Here (pdf) is another study looking at reading skills as a function of birthday distribution, where a similar effect is found.

Why should you care?

Suppose, like me, you have a child whose birthday falls in that weird window (due to arbitrary school cut-off ages), where he or she can either be the oldest or youngest person in her class (depending on your decision to wait an additional year or enroll right away).

I haven't converged on an answer yet, but I know years from now, regardless of what I do, it will all be my fault!
 

Saturday, May 11, 2013

LLS: What technique should I use: Part 3

This is part 3 of a series. The first two posts are here and here.

I am going to use the same example as last time.

A      = vander(0:0.05:1,4);
[m,n]  = size(A);
b      = A * ones(n,1) + 0.01 * randn(m,1);
x_true = A\b
x_true =

   1.04597
   0.97136
   0.97724
   1.00963

I got a slightly different answer, because the noise term is random. Still the solution is close to what we expect (all ones).

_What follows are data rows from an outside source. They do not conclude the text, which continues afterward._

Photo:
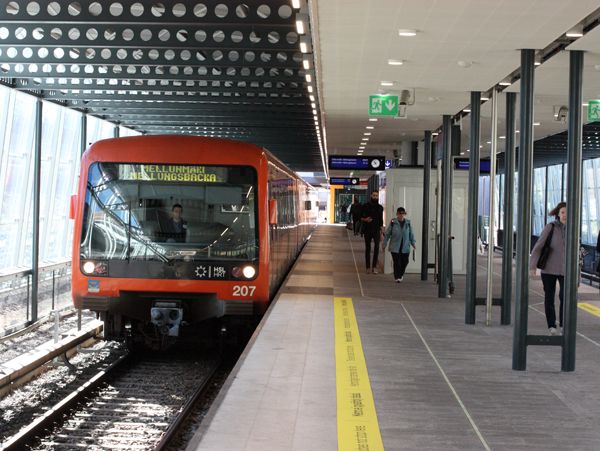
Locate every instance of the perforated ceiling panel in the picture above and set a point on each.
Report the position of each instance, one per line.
(228, 69)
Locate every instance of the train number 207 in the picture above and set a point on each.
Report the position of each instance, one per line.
(243, 290)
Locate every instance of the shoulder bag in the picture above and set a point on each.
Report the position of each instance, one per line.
(545, 253)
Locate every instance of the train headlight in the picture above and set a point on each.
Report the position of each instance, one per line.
(95, 268)
(249, 272)
(89, 267)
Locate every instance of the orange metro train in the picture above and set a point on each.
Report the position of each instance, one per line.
(174, 230)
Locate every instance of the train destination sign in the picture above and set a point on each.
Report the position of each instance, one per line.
(170, 173)
(356, 163)
(354, 181)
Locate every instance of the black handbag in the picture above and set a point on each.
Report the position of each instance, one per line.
(545, 253)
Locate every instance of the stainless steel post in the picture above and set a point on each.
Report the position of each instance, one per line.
(471, 288)
(445, 207)
(524, 206)
(574, 155)
(35, 246)
(492, 222)
(426, 184)
(509, 189)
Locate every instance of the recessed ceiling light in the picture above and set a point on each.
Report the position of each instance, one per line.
(575, 32)
(404, 32)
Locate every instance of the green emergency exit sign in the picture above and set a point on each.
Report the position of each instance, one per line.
(383, 105)
(594, 111)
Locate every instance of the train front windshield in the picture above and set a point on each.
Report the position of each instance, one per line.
(169, 213)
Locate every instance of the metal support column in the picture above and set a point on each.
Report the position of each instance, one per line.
(471, 288)
(509, 189)
(492, 212)
(524, 206)
(83, 141)
(35, 246)
(574, 155)
(446, 193)
(426, 184)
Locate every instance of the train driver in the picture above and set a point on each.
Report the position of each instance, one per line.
(176, 227)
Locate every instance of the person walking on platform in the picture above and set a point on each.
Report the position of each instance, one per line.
(372, 219)
(356, 211)
(401, 237)
(549, 255)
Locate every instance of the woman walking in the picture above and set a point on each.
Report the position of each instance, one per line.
(400, 236)
(548, 255)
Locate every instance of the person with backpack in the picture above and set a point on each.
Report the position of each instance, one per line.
(400, 236)
(549, 255)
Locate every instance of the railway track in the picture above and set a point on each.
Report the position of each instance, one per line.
(134, 404)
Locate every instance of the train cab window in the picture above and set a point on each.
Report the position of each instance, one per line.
(170, 212)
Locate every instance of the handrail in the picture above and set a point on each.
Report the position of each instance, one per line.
(27, 272)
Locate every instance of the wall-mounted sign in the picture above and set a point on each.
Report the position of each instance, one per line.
(354, 181)
(594, 110)
(356, 163)
(463, 164)
(383, 105)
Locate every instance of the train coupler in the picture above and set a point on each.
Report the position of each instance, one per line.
(167, 317)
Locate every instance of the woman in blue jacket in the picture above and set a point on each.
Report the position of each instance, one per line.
(400, 236)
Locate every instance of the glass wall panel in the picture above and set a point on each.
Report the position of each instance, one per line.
(539, 200)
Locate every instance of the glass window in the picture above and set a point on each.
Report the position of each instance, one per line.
(169, 212)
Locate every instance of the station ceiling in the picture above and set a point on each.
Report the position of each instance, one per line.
(212, 68)
(236, 69)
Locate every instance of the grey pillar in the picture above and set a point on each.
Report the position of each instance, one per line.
(471, 288)
(426, 184)
(524, 206)
(446, 195)
(509, 189)
(573, 209)
(83, 141)
(35, 246)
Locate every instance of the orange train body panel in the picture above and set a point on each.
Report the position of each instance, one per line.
(183, 150)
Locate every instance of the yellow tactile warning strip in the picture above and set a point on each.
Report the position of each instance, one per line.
(357, 424)
(594, 310)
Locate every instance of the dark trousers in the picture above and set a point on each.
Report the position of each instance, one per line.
(400, 263)
(375, 236)
(357, 224)
(549, 282)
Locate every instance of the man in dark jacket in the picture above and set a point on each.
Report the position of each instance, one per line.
(372, 219)
(356, 212)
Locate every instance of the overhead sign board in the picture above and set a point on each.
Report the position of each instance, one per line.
(356, 163)
(344, 181)
(383, 105)
(594, 111)
(464, 164)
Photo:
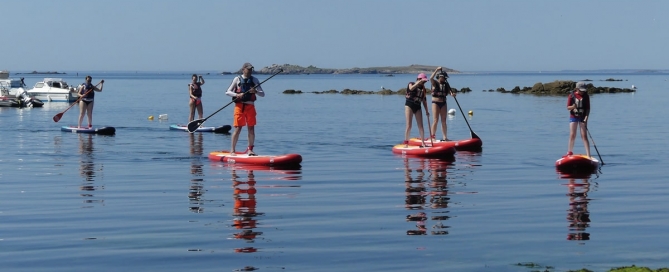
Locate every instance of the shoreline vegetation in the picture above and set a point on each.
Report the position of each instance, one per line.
(558, 87)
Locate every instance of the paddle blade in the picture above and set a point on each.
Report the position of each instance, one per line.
(57, 117)
(194, 125)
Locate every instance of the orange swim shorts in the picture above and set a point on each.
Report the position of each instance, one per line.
(245, 115)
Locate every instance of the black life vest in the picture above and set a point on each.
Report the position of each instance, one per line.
(243, 86)
(416, 95)
(580, 110)
(86, 87)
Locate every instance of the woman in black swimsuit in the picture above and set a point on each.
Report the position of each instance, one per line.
(415, 96)
(440, 89)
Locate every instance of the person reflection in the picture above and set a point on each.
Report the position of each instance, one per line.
(426, 192)
(578, 215)
(244, 209)
(196, 204)
(87, 169)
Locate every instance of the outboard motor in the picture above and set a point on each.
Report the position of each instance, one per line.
(24, 98)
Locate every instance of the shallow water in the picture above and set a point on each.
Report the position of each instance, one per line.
(148, 198)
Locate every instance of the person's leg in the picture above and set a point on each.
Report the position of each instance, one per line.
(584, 136)
(82, 111)
(252, 137)
(442, 116)
(235, 137)
(572, 136)
(199, 108)
(408, 114)
(250, 113)
(89, 110)
(419, 123)
(435, 119)
(191, 107)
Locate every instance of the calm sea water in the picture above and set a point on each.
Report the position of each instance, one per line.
(149, 199)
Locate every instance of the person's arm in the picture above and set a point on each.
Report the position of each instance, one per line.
(231, 90)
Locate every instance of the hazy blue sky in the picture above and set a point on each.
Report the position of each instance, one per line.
(217, 35)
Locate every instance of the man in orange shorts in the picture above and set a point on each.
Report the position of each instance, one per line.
(244, 89)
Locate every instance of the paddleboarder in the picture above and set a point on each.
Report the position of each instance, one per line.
(440, 89)
(244, 94)
(195, 92)
(87, 93)
(415, 96)
(578, 104)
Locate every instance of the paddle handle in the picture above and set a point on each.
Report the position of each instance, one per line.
(57, 117)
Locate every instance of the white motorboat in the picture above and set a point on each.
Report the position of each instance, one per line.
(13, 93)
(54, 89)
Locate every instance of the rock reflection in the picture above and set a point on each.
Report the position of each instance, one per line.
(426, 187)
(196, 204)
(88, 170)
(578, 214)
(244, 211)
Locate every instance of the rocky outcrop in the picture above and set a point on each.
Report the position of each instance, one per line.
(561, 87)
(388, 71)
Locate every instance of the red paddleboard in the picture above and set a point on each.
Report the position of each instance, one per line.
(577, 162)
(428, 151)
(243, 158)
(472, 144)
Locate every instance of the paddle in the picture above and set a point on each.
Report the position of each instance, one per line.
(429, 124)
(593, 143)
(195, 124)
(59, 115)
(463, 116)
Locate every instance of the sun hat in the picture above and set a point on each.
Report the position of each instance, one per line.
(247, 66)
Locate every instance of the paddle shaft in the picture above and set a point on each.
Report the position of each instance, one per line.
(463, 116)
(595, 145)
(198, 123)
(57, 117)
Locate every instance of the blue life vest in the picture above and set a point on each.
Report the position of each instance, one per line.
(244, 86)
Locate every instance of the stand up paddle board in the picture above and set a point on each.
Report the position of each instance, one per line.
(222, 129)
(238, 157)
(577, 162)
(472, 144)
(428, 151)
(93, 130)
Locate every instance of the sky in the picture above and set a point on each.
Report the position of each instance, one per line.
(221, 35)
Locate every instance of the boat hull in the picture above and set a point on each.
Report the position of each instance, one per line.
(94, 130)
(576, 163)
(221, 129)
(472, 144)
(426, 152)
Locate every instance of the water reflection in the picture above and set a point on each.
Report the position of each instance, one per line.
(578, 214)
(426, 188)
(196, 204)
(88, 170)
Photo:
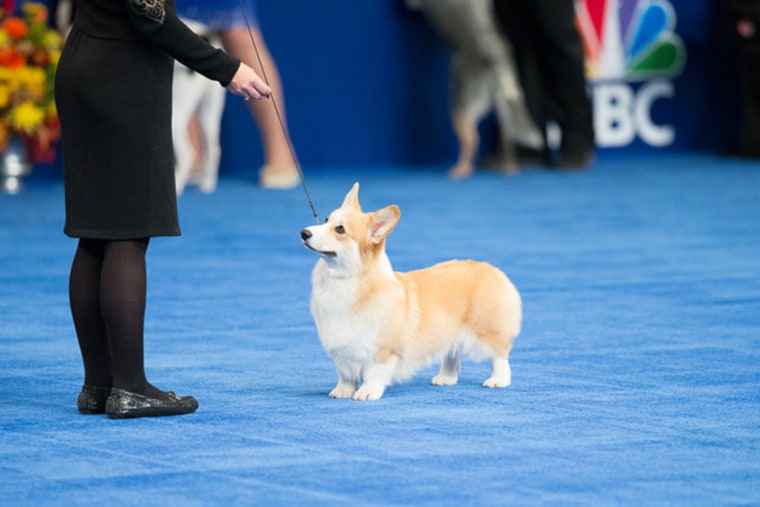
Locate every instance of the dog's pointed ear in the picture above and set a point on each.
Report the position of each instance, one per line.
(382, 223)
(352, 197)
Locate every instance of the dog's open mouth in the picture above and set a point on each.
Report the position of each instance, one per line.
(320, 252)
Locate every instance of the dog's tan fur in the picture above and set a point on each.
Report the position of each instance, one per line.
(380, 326)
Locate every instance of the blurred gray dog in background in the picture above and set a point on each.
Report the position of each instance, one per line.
(483, 79)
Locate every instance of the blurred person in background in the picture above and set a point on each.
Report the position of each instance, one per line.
(227, 17)
(744, 25)
(550, 59)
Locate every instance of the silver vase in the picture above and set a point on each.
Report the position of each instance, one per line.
(14, 166)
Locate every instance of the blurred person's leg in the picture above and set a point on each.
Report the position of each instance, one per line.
(279, 169)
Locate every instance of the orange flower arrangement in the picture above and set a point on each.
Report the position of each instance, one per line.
(29, 53)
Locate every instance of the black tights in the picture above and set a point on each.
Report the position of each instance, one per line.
(107, 292)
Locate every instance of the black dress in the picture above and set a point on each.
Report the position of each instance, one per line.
(114, 96)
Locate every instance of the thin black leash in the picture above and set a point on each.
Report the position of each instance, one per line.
(279, 116)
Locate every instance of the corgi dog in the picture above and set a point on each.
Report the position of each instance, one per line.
(380, 326)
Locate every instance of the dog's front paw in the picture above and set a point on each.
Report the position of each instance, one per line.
(369, 392)
(497, 382)
(343, 391)
(444, 380)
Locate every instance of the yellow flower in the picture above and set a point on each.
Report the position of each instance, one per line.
(26, 117)
(5, 96)
(3, 135)
(5, 40)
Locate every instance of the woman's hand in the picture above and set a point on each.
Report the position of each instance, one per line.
(248, 84)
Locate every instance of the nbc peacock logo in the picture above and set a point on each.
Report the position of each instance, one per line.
(633, 40)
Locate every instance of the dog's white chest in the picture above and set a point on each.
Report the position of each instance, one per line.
(347, 335)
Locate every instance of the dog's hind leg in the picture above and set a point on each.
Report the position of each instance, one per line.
(501, 373)
(376, 377)
(449, 372)
(467, 134)
(344, 389)
(210, 116)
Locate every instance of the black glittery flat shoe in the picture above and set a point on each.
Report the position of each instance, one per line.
(92, 400)
(124, 405)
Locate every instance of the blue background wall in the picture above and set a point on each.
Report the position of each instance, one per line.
(366, 85)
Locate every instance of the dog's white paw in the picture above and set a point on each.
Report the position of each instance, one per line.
(342, 391)
(369, 392)
(444, 380)
(497, 382)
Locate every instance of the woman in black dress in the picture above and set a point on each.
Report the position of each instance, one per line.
(113, 93)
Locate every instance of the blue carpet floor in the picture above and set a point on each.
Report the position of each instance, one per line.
(636, 380)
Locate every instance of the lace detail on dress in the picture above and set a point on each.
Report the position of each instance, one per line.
(152, 9)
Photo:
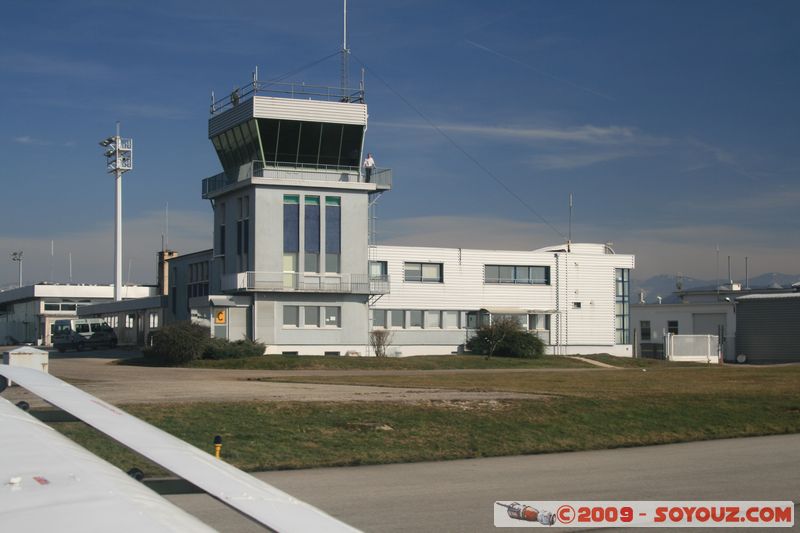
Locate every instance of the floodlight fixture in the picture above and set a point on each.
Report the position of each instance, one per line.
(119, 159)
(17, 257)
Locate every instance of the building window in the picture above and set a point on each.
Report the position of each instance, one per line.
(243, 233)
(291, 314)
(415, 318)
(644, 326)
(333, 234)
(198, 279)
(526, 275)
(398, 318)
(379, 318)
(311, 316)
(623, 313)
(291, 232)
(424, 272)
(450, 319)
(221, 229)
(311, 233)
(433, 319)
(333, 317)
(378, 270)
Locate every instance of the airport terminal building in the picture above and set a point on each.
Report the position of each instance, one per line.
(293, 264)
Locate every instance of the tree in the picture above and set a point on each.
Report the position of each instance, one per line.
(380, 339)
(507, 338)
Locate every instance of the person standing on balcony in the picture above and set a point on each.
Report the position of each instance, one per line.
(369, 164)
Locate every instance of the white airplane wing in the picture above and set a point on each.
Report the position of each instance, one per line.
(49, 483)
(260, 501)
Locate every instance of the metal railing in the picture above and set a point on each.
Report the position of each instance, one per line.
(283, 89)
(382, 177)
(304, 282)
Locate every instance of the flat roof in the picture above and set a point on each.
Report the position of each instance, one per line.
(71, 290)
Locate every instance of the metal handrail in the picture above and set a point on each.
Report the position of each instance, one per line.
(287, 89)
(306, 282)
(301, 171)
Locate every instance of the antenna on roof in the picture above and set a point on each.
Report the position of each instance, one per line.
(345, 57)
(569, 237)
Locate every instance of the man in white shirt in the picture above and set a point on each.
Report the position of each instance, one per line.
(369, 164)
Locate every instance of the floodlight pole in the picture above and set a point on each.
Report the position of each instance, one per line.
(119, 159)
(17, 256)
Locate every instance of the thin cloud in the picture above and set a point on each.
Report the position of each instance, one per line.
(586, 134)
(540, 71)
(53, 66)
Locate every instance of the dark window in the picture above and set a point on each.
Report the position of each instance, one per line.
(622, 309)
(269, 138)
(351, 145)
(331, 144)
(425, 272)
(309, 143)
(378, 269)
(520, 274)
(644, 325)
(287, 142)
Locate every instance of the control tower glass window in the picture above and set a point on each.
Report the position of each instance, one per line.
(310, 144)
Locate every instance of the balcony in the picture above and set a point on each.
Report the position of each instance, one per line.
(381, 177)
(299, 282)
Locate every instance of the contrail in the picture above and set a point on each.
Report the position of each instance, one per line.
(539, 71)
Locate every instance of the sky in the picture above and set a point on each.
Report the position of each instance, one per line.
(675, 125)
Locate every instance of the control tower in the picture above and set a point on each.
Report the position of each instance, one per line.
(290, 264)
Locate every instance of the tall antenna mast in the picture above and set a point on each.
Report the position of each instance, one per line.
(345, 56)
(569, 235)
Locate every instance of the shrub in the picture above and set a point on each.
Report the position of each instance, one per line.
(505, 337)
(177, 344)
(224, 349)
(380, 339)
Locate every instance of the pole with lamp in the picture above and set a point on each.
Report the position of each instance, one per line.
(17, 257)
(119, 159)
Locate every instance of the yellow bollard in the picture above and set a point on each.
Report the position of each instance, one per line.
(217, 446)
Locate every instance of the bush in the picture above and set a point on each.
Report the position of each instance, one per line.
(380, 339)
(224, 349)
(505, 337)
(183, 342)
(177, 344)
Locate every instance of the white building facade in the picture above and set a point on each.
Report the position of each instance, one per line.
(292, 265)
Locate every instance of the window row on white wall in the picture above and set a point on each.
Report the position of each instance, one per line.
(312, 316)
(447, 319)
(435, 273)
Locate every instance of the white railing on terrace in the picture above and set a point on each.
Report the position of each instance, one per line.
(305, 282)
(382, 177)
(283, 89)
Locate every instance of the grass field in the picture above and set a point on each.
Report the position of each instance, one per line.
(438, 362)
(581, 410)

Now I am going to severely restrict the number of significant digits to 2. All matrices and vectors will be rounded off to this level of precision. Thus, the direct solution using normal equations is given by:


A    = roundsd(A,nsig); 
b    = roundsd(b,nsig);
L    = chol(A'*A,'lower');
L    = roundsd(L,nsig);
x_ne = (L*L')\(A'*b)

x_ne =

   27.41699
  -36.71613
   14.55408
    0.30160

Whoa! Something bad happened!

If I do the same thing (round of all matrices to 2 significant digits) with QR and SVD, I get, respectively:

x_qr =

   1.23084
   0.69962
   1.05513
   1.00643

x_svd =

   1.38864
   0.60425
   0.96928
   1.02319

The normal equations do terrible, while QR and SVD seem to do reasonably okay. The reason for this is straightforward. The condition number of \(A\) was about 100 (which is the same as the condition number of its transpose), which makes the condition number of \(A'A\) equal to 10000. Since we expect to lose about 4 digits due to the ill-conditioning (worst-case estimate), restricting ourselves to 2 significant digits screws everything up.

On the other hand, the condition number of R is the same as that of A. The QR implementation has no \(R'R\) term; the condition number does not get squared! Hence, we expect to lose at most 2 digits (conservative estimate, usually much less), and QR does not suffer as much.

Between QR and SVD, the QR solution tends to be better (as measured by the distance from the true solution). But we can "regularize" the SVD solution if we want by discarding parts corresponding to smaller singular values.